Now Saylor sits atop the world’s largest “Bitcoin Treasury Company” holding about 840,000 bitcoin, or more than 4% of total supply. Saylor, now worth an estimated $4.7 billion, makes our list, not merely because of his amazing comeback, but because his financial engineering is rewriting the rules of corporate finance and has produced scores of corporate imitators.
SoftBank founder Masa Son launched his $100 billion Vision Fund in 2017 to drive tech into the future, building on the success of his legendary investment in Alibaba in 2000. But after WeWork’s collapse and massive losses across SoftBank’s portfolio in 2022, Son became a symbol of startup excess.

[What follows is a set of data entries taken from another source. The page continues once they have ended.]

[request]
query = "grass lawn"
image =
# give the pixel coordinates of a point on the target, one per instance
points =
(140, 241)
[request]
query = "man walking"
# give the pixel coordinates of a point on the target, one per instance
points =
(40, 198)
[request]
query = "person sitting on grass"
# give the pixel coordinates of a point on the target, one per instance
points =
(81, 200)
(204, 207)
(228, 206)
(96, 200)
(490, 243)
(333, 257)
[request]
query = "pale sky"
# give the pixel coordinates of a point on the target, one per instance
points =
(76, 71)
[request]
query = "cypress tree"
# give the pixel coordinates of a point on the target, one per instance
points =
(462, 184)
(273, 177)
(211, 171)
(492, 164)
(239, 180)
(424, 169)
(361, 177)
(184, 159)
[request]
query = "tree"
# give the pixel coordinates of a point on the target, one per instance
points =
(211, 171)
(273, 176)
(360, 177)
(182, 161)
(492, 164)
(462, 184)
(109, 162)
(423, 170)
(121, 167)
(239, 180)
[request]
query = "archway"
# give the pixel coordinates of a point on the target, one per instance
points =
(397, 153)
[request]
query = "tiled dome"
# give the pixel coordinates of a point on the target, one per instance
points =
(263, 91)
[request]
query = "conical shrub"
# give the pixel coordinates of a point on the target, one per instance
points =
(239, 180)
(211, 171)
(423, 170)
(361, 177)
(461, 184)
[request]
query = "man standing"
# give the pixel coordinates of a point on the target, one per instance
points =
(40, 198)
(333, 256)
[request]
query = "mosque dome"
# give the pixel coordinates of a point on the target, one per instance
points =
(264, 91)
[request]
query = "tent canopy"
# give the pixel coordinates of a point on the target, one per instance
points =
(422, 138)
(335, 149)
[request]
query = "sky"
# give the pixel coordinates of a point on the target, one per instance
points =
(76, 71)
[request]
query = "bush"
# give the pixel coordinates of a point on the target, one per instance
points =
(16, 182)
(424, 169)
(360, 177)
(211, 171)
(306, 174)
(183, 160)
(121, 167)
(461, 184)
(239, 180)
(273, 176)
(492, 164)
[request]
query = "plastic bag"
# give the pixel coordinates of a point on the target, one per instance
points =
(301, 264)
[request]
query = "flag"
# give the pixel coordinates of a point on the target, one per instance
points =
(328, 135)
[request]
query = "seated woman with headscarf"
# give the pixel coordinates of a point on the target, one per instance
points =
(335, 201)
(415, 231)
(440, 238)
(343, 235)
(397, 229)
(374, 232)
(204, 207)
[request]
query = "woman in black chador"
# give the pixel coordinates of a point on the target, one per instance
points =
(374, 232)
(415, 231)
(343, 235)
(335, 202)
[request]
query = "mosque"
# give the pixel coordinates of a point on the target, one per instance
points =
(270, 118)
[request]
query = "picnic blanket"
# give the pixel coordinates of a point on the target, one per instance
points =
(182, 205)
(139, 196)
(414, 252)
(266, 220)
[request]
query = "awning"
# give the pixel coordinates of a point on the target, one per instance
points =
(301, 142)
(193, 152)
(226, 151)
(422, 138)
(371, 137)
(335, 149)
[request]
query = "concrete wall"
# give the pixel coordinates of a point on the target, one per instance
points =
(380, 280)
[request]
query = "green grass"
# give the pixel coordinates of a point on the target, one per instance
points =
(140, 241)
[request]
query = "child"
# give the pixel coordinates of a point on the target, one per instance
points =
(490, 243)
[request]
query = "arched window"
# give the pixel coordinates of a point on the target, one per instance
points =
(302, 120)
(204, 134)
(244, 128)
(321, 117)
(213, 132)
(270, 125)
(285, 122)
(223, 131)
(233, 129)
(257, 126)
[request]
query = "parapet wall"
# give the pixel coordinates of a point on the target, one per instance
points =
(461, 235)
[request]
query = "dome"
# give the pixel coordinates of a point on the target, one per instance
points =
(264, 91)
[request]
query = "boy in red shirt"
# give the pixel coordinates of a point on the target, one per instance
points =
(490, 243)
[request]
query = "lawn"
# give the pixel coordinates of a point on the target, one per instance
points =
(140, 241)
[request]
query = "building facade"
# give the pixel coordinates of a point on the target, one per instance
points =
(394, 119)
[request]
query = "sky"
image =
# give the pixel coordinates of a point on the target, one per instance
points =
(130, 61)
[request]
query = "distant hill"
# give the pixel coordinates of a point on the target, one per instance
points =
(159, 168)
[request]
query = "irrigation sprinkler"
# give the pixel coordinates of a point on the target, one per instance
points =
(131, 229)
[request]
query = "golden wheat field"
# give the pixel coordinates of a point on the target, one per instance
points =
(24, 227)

It was ChatGPT’s boom that eventually validated Son’s vision of AI dominance, restoring his reputation as a visionary. SoftBank is now one of OpenAI’s largest backers, having invested $65 billion. In the first quarter of 2026, Softbank logged a $25 billion gain on its Open AI stake.
However, of all the comebacks on Forbes Iconoclast 50, none is greater or more significant from a historical standpoint than that of the 47th President of The United States, Donald Trump. By the time he left office after his first term in 2021, Forbes estimates that Trump’s net worth had dropped to $2.4 billion from his pre-political-career high of $4.5 billion, placing him out of reach of the Forbes 400 list for the first time in 25 years.
Despite all of the convictions, legal judgments and negative poll reports, Trump’s second term has thrown all presidential norms to the wayside. President Trump 2.0 is focused on getting rich. Today, the president is worth an estimated $6.5 billion, including more than $1 billion from crypto.